So, in the interest of full disclosure, here’s what I’ve been watching over the weekend:
Burn After ReadingOr, “How the Coen Brothers Do A Spy Movie”. In short, by not really doing a spy movie so much as a movie with CIA people and doofuses caught up in a merry-mixup plot of wrong assumptions. Some have complained, but I rather liked the fact that I had zero idea of where they were going with this, and by the time it was over, even the characters aren’t sure. Which I like. Also, the attempted blackmail scenes are worth the price of admission. Not their best picture by a long shot, or their funniest, but even an average Coen Bros movie is (usually) better than the best work by other writer/directors. It’s also further evidence that you can improve almost any movie by having a scene with J.K. Simmons sitting at a desk.

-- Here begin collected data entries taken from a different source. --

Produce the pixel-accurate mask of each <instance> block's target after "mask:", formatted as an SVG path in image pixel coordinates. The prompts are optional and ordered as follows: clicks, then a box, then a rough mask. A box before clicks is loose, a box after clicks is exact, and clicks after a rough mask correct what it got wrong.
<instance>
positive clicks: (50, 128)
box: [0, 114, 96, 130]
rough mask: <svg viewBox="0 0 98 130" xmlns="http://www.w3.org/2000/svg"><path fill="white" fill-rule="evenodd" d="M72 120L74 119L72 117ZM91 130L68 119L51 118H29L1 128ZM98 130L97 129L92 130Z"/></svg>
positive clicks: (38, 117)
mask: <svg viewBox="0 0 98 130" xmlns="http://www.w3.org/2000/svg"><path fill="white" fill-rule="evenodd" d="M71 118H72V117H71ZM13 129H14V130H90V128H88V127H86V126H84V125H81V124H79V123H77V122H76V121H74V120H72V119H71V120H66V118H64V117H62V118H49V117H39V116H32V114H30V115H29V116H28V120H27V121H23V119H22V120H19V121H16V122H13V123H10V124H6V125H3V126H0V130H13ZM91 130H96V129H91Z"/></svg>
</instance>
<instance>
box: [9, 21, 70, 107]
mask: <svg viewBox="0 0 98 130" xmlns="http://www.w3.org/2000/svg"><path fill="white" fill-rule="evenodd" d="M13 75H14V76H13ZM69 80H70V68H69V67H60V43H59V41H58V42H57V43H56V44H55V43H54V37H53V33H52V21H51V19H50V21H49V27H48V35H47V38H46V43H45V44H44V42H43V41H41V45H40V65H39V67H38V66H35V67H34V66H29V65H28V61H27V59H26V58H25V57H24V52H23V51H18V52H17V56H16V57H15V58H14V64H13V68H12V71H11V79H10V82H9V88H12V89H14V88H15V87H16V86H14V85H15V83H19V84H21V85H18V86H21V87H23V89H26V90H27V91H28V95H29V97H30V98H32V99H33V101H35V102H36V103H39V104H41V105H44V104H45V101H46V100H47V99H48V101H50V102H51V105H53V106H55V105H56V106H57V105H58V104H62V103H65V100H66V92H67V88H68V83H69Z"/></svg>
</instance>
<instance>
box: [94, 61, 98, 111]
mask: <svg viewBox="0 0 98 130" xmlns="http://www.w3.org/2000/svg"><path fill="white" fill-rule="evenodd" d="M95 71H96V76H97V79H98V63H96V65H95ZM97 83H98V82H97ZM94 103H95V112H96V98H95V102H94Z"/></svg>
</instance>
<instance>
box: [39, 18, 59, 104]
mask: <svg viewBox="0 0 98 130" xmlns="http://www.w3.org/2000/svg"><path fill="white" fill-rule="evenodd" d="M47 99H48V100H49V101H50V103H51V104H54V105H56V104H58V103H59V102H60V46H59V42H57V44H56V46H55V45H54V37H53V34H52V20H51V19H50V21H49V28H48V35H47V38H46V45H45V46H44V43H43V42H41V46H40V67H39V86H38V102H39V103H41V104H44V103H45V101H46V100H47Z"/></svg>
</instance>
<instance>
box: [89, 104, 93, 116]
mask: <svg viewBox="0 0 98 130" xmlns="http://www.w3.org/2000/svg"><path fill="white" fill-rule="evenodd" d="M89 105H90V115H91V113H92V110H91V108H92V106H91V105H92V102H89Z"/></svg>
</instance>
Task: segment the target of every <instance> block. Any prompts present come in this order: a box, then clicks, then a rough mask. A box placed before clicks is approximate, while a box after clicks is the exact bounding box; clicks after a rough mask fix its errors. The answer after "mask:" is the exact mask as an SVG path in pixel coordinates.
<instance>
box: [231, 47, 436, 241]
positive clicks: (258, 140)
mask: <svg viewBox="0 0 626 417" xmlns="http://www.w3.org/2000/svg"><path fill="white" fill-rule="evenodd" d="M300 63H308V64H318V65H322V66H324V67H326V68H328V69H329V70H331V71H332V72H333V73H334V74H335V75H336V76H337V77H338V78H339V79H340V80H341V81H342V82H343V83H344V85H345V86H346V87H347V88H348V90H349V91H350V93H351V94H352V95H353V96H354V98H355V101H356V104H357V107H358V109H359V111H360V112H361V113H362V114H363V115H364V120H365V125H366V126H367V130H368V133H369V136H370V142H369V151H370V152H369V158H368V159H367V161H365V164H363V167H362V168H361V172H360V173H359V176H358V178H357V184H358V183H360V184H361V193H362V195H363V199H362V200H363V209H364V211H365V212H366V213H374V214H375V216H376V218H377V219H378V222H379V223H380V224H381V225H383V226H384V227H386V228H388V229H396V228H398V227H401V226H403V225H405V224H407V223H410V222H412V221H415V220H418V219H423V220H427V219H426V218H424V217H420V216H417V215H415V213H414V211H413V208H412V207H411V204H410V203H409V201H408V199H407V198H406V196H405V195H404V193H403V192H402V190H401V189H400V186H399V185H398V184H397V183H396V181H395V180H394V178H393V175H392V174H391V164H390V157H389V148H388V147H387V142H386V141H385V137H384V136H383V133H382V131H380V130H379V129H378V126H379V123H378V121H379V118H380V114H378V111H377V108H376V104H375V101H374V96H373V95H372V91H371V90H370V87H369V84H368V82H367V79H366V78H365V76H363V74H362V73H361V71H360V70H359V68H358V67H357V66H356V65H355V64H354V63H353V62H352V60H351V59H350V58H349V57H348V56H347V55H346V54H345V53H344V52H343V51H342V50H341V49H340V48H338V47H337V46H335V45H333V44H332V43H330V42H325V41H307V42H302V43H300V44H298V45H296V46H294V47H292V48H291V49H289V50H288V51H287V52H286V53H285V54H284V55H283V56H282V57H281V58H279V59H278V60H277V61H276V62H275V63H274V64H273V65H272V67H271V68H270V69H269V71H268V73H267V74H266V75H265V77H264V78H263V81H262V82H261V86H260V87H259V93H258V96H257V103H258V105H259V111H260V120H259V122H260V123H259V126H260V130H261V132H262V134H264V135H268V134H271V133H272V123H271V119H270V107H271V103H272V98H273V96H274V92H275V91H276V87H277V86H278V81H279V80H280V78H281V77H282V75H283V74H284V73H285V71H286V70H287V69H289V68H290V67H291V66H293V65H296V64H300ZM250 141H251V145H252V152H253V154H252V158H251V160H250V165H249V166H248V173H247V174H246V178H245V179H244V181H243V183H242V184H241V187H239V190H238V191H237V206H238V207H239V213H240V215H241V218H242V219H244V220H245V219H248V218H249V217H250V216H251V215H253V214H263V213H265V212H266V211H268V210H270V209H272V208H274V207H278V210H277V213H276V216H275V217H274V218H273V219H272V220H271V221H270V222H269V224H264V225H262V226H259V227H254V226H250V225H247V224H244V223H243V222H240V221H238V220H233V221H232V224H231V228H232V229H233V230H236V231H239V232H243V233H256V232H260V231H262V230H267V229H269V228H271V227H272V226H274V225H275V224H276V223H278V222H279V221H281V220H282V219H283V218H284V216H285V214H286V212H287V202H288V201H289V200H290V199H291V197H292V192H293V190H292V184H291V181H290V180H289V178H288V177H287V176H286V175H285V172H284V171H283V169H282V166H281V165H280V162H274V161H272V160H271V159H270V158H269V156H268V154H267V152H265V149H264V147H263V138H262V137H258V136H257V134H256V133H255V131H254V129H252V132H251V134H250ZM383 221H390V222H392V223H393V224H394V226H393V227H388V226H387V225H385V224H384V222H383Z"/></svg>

DoomsdayNeil Marshall’s third film that makes Quentin Tarantino’s “homage” tendencies look subtle.
28 Days Later, Escape From New York, Mad Max, Excalibur – it’s all here, and then some, wrapped up into a plot about Scotland being walled off to contain a deadly incurable virus. It’s deliberately derivative and makes less and less sense as it goes on – Why do societies always regress into punk rock gangs with leather fetishes? Where are they getting that electricity from? Why don’t the cannibals just eat those cows over there? How can that cell phone possibly work without a SIM card? – but damned if it’s not entertaining, as mash-ups go. It’s hard not to appreciate a movie weird enough to have cannibals dancing to a Fine Young Cannibals song. Still, I’d recommend the movies it references over this.